Intent-Code Divergence

Medium
Confidence
97% confidence
Finding
The documentation explicitly claims that `auth login` means the LLM never sees the password, but the preceding example uses `kbr auth save ... --username user --password pass`, which places credentials directly on the command line where they may be visible to the agent, shell history, process listings, logs, or transcript capture. In an agent skill, this misleading assurance is dangerous because it can encourage unsafe handling of real credentials under the false belief they are hidden.

Vague Triggers

Medium
Confidence
84% confidence
Finding
The trigger description is extremely broad, covering nearly any request involving websites, screenshots, scraping, login, or automation. In an agent environment, overly permissive routing can cause this powerful browser skill to activate unnecessarily, increasing the chance of unintended browsing, credential handling, state persistence, or execution of sensitive actions on third-party sites.

Missing User Warnings

Medium
Confidence
95% confidence
Finding
The authentication guidance recommends persistent profiles, exported state files, and an auth vault without warning that these artifacts may contain cookies, tokens, usernames, and passwords.

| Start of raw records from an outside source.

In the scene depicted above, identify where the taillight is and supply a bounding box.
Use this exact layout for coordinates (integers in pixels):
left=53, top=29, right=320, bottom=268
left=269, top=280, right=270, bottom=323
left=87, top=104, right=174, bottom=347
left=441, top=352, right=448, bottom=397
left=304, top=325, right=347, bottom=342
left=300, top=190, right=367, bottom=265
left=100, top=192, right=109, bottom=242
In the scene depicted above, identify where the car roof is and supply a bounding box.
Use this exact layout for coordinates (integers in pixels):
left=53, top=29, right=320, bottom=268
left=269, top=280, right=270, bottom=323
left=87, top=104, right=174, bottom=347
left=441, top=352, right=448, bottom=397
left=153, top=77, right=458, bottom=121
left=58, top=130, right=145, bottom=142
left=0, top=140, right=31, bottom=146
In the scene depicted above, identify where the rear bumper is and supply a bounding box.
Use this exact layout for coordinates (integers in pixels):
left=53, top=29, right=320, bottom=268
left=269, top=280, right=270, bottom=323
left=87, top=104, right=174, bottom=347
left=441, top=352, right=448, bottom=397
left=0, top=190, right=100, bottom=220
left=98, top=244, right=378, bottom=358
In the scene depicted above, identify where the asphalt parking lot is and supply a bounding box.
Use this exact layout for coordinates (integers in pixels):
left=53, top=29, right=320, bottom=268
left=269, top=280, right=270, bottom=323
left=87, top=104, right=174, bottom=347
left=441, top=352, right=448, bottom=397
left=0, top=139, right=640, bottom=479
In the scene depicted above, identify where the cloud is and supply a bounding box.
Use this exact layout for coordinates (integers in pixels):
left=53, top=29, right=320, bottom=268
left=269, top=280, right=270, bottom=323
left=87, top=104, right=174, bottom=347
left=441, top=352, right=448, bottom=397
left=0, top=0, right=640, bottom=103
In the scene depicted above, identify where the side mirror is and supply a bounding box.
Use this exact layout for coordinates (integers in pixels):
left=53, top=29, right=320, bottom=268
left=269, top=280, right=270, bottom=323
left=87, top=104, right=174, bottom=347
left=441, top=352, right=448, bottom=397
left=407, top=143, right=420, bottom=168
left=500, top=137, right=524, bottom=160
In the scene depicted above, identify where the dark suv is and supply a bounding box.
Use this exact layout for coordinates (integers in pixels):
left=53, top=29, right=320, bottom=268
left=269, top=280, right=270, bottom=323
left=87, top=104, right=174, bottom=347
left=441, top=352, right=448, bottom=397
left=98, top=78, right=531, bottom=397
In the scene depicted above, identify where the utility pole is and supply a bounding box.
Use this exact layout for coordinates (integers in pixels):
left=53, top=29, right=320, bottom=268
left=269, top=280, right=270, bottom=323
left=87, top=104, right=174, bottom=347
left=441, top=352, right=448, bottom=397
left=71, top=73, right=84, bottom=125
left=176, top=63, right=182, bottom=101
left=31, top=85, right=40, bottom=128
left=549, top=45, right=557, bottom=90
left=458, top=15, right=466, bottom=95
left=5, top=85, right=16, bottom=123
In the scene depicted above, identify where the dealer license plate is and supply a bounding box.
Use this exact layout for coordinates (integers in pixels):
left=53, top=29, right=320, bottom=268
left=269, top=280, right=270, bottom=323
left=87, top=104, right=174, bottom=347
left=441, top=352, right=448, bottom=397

In a browser automation skill, stored session state can grant account access long after initial use, so omission of handling and storage warnings materially increases the risk of credential leakage or session hijacking.

Missing User Warnings

Medium
Confidence
91% confidence
Finding
The network logging and related inspection features can capture full URLs, headers, cookies, tokens, query parameters, and other sensitive traffic, yet the documentation presents them without privacy or data-minimization warnings. In an agent setting, captured request logs may be surfaced back to the model or persisted in tool output, creating a realistic path for secret exposure.

VirusTotal

63/63 vendors flagged this skill as clean.